Neuromancer, William Gibson – I can sum this book up pretty quickly: William Gibson coined the word cyberspace for this book and it was first novel to win the holy trinity of science fiction awards: the Hugo Award, the Nebula Award and the Philip K. Dick Award. Done. Now go read it.
The Left Hand of Darkness, Ursula K. LeGuin – This is science fiction for the thinking reader, a thought experiment writ large on a planet of permanent winter, whose human inhabitants have no gender. There are no cardboard cut-out characters in this book, and there are also no explosions in space or dueling with laser swords. LeGuin’s prose is hypnotic and her world and its characters are completely enveloping. Reading this book actually made me feel cold while the characters were outdoors. Beautiful.

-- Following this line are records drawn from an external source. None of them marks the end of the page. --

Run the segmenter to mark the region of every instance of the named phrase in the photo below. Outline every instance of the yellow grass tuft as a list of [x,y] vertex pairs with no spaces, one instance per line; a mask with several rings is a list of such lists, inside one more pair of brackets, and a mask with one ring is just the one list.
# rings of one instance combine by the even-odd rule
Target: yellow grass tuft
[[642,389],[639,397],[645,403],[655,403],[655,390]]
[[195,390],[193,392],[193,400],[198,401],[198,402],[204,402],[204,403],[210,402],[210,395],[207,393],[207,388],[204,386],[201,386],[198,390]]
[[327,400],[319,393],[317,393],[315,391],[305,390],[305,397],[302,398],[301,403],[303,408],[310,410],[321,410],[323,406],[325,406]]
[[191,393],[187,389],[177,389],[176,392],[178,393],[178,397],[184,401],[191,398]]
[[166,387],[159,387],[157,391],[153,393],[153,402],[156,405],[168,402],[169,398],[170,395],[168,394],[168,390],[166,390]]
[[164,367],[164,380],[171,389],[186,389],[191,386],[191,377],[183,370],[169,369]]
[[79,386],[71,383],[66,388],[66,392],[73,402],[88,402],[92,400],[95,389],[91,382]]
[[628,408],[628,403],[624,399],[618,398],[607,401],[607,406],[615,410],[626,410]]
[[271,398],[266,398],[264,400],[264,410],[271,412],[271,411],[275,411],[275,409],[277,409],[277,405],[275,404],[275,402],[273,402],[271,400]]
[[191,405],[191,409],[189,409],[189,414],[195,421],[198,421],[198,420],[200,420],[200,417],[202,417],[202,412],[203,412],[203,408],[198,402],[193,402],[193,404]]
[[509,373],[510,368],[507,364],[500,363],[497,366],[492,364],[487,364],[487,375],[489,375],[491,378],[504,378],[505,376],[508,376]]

Altered Carbon, Richard K. Morgan – At its heart this is a crime thriller, but Morgan can write, and write well. Without giving too much away, Morgan’s narrator, Takeshi Kovacs, gets to narrate his own death… multiple times. If LeGuin sounded too slow paced for you, Morgan should be more you speed. There is hard-boiled tough guy humor, double crosses, plot twists and excellent action scenes.
*BookPeople’s Sci-Fi Book Club, Ludicrous Speed, meets the third Monday of every month. This month’s meeting is Mon 7/18 at 7PM, when we’ll be discussing The Passage by Justin Cronin.

No Accelerando?
Loved this list and would love even more to see a longer one.
Best,
Joe Ahearn
I blog about being Vonnegut’s biographer at “Writing Kurt Vonnegut” http://www.writingkurtvonnegut.com, if you’re interested.
Best,
Charles J. Shields
And So It Goes: Kurt Vonnegut, A Life (Holt, November)
>I am an unabashed nerd for life.
I like that. Kudos to you from a fellow lifer. Good picks too.
These sound pretty interesting, especially the last one. I usually don’t read much sci-fi (Douglas Adams might be the only one:) but it’s mainly because it seems like one of those genres where there’s a glut of lesser books that are published and not as many good ones, sort of the same way with memoirs and romance novels. Thanks for the suggestions though. Maybe I’ll be a convert 🙂
i love sci-fi, it’s what i watch predominately. as an aspiring creative writer, sci-fi is my rush … i can’t think of anything cooler.